La burocracia es una clase privilegiada, pero no es una aristocracia cerrada, una nobleza de la sangre; se puede ingresar en ella si se reúnen ciertos méritos y se cumplen varios requisitos. Como sucede con todos los grupos dirigentes, el origen social es primordial: en las altas esferas del Gobierno y del partido tanto como en las empresas paraestatales abundan los descendientes de personalidades que ocuparon puestos de importancia en las primeras administraciones posrevolucionarias, como lo ha mostrado con gran riqueza documental el historiador Roderic A. Camp. Nos gobierna una segunda generación de dirigentes. Sin embargo, como ya dije, el origen familiar no es determinante ni equivale a un certificado de ingreso en la jerarquía; los aspirantes deben satisfacer ciertas condiciones: educación, disciplina probada en el partido o en la Administración, competencia técnica, habilidad política, tacto, energía, antigüedad en el escalafón y, en fin, esa red que tejen las alianzas, las amistades y las complicidades.
Todos los miembros de la clase dirigente han hecho estudios superiores en las universidades de nuestro país y muchos en los grandes centros del extranjero. Como los mandarines, son una clase culta, o más bien instruida; a diferencia de la burocracia imperial china, no conocen a los clásicos ni a los poetas, pero, en cambio, han estudiado economía, sociología, politología y las otras ciencias y seudociencias sociales. Debemos a esta clase casi todos los cambios que ha experimentado el país en los últimos años. Muchos de ellos han sido positivos, ¿cómo negarlo? Pero una contradicción la mina.
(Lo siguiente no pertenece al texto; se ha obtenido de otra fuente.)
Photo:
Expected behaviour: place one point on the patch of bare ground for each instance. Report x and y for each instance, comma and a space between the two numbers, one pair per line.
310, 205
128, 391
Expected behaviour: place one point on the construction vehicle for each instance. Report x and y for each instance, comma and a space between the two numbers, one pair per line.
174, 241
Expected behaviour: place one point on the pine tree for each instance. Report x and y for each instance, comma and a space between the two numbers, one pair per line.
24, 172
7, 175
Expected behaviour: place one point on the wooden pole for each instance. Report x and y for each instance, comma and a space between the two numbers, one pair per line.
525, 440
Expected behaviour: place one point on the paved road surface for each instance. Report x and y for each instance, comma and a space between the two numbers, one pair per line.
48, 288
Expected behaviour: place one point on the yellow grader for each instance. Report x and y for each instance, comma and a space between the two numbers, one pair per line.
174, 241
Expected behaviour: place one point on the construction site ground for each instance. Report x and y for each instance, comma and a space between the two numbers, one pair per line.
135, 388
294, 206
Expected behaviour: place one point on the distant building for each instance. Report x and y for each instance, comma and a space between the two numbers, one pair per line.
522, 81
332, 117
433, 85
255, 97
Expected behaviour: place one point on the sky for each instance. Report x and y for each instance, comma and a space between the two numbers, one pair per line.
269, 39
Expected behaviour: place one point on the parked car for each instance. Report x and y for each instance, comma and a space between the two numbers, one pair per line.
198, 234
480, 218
Desde su aparición en la vida pública, hace ya medio siglo, está empeñada en la modernización económica, social y técnica de México; al mismo tiempo, hoy es el obstáculo principal para llevar a cabo la modernización de que dependen todas las otras: la modernización política, la democracia.
El fenómeno mexicano es universal. Uno de los elementos que definen a este siglo, quizá el central, es el ascenso mundial de la clase burocrática. ¿Clase o casta? ¿Oligarquía o aristocracia? No es fácil ni necesario contestar a estas preguntas. En realidad se trata de una nueva categoría histórica. Para designarla se emplea, con inexactitud, el término burocracia. Las burocracias del pasado, por ,más poderosas que hayan sido, fueron cuerpos de funcionarios y empleados, mientras que el origen de las modernas es político. Muchas entre ellas son herederas de movimientos revolucionarios. Además, el rasgo común que las define, lo mismo en las naciones comunistas que en las capitalistas, es la voluntad de poder. A veces por la violencia, y otras pacífica y gradualmente, han desplazado a las otras clases dirigentes. Allí donde no las han eliminado, como en México, las han subordinado. Ahora bien, esa voluntad y esas acciones son, por esencia, políticas. Más exactamente: son la esencia de la política. Vivimos en un período peculiar, quizá único en la historia: el del ocaso de los caudillos y los grandes jefes, sustituidos por cuerpos políticos colegiados: el gobierno de los funcionarios. En este sentido, un Castro ya es una reliquia: Gorbachov es el hombre nuevo. Aunque no es imposible encontrarles ciertas semejanzas con las verdaderas burocracias del pasado, lo mismo en Bizancio y China que en Mesopotamia y Egipto, las burocracias del siglo XX son la verdadera y gran novedad histórica de nuestro tiempo.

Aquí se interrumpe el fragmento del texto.